The 1930’s witnessed new Public Works projects from the rapidly growing city of Hammond, Indiana. The Hammond Sanitary District was formed, by legislation, in 1938. Its sewage disposal plant, located at 5143 Columbia Avenue, was completed in 1941. In 1948, the town of Munster was added to the district’s jurisdiction.
In addition to treating wastewater form homes, the Hammond plant treats wastewater from businesses and industrial users in Hammond and Munster. It serves 150,000 people over a 50-mile geographic area, and is responsible for nearly 400 miles of Hammond sewers, including the contract communities of Whiting, Highland, and Griffith. District operations are financed by a user-fee charged to all residents, businesses, and industries.
Go with the Flow
More than 40 pumping stations, or lift stations, along the Hammond Sanitary District’s sewer system facilitate the flow of sanitary sewage to the plant, and remove excess storm water. All wastewater entering the district’s Columbia Avenue pumping station flows by gravity through large interceptor sewers. All of the influent pumped to the plant flows to two grit tanks for preliminary treatment to remove and mechanically screen out largely inorganic material. This residue is washed and landfilled.
From the grit chambers, the wastewater enters pre-aeration tanks that oxidize odors and improve the settleability of suspended solids. After pre-aeration, the flow enters and open channel for distribution to 12 primary settling tanks that provide the retention time for settling the primary biosolids. These biosolids are transferred to digesters for anaerobic treatment, while the clarified water or primary effluent goes on to a biological process, or secondary treatment.

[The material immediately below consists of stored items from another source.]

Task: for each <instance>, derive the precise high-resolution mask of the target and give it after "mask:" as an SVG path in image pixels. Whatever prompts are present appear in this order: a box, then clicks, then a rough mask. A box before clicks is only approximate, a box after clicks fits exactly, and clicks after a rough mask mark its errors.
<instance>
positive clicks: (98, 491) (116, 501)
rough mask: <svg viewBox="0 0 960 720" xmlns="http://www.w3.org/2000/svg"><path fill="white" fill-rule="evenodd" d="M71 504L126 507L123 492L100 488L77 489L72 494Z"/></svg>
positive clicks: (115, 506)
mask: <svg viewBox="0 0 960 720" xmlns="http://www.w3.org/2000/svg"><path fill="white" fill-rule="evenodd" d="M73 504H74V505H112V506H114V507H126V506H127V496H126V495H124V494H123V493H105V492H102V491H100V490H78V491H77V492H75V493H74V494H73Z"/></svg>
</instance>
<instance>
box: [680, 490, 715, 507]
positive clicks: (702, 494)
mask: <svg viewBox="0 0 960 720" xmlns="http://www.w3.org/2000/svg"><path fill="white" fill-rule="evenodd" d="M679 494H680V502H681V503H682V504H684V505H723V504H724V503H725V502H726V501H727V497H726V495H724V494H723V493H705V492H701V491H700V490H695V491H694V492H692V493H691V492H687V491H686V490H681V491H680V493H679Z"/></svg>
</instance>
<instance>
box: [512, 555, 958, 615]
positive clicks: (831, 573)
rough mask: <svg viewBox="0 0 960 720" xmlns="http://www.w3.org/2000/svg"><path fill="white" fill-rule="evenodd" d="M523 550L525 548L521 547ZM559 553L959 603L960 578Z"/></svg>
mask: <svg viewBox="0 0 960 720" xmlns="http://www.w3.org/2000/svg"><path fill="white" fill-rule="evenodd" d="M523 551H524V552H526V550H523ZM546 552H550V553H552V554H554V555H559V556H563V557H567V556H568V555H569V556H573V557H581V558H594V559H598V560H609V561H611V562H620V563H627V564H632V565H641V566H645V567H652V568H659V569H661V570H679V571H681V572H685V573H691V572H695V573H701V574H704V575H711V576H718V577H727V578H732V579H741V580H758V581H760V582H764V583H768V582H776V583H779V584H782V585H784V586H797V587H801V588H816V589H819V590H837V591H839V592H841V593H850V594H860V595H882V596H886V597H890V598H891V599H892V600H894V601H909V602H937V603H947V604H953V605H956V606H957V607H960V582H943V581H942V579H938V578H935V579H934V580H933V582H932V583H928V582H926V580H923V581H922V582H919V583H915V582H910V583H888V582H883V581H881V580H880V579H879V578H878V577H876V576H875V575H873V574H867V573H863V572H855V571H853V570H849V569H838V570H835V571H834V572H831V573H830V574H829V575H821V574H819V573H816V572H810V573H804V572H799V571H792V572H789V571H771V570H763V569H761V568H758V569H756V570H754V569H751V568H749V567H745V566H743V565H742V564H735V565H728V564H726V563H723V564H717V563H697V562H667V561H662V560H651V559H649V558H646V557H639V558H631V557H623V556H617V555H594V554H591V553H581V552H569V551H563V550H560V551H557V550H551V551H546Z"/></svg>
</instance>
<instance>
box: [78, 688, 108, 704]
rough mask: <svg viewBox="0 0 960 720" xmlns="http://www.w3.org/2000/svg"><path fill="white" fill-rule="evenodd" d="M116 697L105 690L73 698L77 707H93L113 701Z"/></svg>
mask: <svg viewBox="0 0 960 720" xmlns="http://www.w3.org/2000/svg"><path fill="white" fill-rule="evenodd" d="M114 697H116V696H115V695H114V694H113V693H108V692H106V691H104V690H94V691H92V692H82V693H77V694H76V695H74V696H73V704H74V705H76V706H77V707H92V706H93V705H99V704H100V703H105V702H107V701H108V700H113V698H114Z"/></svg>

Secondary treatment speeds up the biological decomposition of wastes by forcing oxygen into the wastewater, which promotes the growth of microorganisms that feed on the organic material. This process, called aeration, uses air blown through diffuser assemblies located along the length of each tank. A mixture of wastewater and activated biosolids is agitated and aerated during this biological wastewater treatment process. The activated biosolids are subsequently separated from the treated wastewater (MIXED LIQUOR) by sedimentation, and wasted or returned to the process as needed. There are literally millions of bubbles in the chocolate-colored water.
The effluent is then distributed to the final tanks where the biomass is settled. The collected biosolids are sent to thickening facilities where it is prepared for further treatment. Clarified effluent from the secondary settling tanks is now relatively free of small particles called suspended solids.
This liquid is pumped to sand filters for tertiary treatment, a step that produces clear water. Chlorination disinfects the clear water, killing bacteria, before the flow is de-chlorinated and discharged to the Grand Calumet River.